"South and by east across the range. We ought to get down to the river by night if we're lucky."
So, while the drays were getting under way, the Major, Tom, James, and myself rode up to the saddle where we had stood the night before, and gazed southeast across the broad prospect, in the direction that the wanderers were to go.
"That," said the Major, "to the right there must be the great glen out of which the river comes; and there, please God, we will rest our weary bodies and build our house. Odd, isn't it, that I should have been saved from shot and shell when so many better men were put away in the trench, to come and end my days in a place like this? Well, I think we shall have a pleasant life of it, watching the cattle spread further across the plains year after year, and seeing the boy grow up to be a good man. At all events, for weal or woe, I have said good bye to old England, for ever and a day."
The cattle were past, and the drays had arrived at where we stood. With many a hearty farewell, having given a promise to come over and spend Christmas-day with them, I turned my horse's head homewards and went on my solitary way.
Chapter XIX
I HIRE A NEW HORSEBREAKER.
I must leave them to go their way towards their new home, and follow my own fortunes a little, for that afternoon I met with an adventure quite trifling indeed, but which is not altogether without interest in this story.

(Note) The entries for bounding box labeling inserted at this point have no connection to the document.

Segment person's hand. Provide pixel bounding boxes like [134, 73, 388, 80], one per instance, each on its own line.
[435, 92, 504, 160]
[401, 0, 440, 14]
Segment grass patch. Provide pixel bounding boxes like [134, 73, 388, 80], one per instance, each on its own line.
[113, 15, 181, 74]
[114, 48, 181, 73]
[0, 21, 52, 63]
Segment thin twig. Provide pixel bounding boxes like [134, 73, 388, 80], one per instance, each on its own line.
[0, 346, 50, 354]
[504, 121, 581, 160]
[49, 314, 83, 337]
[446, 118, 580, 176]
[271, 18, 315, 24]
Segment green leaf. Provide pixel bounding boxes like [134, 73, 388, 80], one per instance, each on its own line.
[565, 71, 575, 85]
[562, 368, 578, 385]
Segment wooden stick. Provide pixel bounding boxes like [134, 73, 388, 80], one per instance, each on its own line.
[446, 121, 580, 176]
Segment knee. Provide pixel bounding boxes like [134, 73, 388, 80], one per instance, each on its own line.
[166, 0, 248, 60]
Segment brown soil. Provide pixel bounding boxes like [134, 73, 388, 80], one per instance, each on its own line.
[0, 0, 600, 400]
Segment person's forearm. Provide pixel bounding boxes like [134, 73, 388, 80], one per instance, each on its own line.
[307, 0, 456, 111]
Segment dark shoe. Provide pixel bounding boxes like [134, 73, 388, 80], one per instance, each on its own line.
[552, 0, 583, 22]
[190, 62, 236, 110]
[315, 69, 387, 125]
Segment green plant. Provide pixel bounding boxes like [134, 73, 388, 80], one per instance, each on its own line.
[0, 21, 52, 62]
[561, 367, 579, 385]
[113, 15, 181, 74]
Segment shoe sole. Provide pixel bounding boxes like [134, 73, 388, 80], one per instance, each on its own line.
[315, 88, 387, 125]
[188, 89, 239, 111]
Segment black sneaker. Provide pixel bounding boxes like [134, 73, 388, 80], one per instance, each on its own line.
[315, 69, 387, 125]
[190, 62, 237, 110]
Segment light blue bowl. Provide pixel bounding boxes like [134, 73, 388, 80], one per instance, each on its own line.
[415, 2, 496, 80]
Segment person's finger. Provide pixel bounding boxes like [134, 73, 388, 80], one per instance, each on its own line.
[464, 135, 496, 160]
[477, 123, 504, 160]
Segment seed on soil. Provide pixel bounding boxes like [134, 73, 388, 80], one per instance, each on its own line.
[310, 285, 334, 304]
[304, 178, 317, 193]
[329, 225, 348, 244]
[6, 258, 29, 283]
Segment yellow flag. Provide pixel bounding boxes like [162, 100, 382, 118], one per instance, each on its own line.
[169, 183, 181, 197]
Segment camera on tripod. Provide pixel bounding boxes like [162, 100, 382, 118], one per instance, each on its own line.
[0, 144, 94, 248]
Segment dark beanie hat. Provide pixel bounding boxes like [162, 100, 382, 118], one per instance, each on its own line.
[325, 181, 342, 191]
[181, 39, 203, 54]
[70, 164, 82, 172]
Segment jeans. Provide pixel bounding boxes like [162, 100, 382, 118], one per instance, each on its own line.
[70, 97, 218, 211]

I rode on till high noon, till having crossed the valley of the Belloury, and followed up one of its tributary creeks, I had come on to the water system of another main river, and the rapid widening of the gully whose course I was pursuing assured me that I could not be far from the main stream itself. At length I entered a broad flat, intersected by a deep and tortuous creek, and here I determined to camp till the noon-day heat was past, before I continued my journey, calculating that I could easily reach home the next day.
Having watered my horse, I turned him loose for a graze, and, making such a dinner as was possible under the circumstances, I lit a pipe and lay down on the long grass, under the flowering wattle-trees, smoking and watching the manoeuvres of a little tortoise, who was disporting himself in the waterhole before me. Getting tired of that I lay back on the grass, and watched the green leaves waving and shivering against the clear blue sky, given up entirely to the greatest of human enjoyments—the after dinner pipe, the pipe of peace.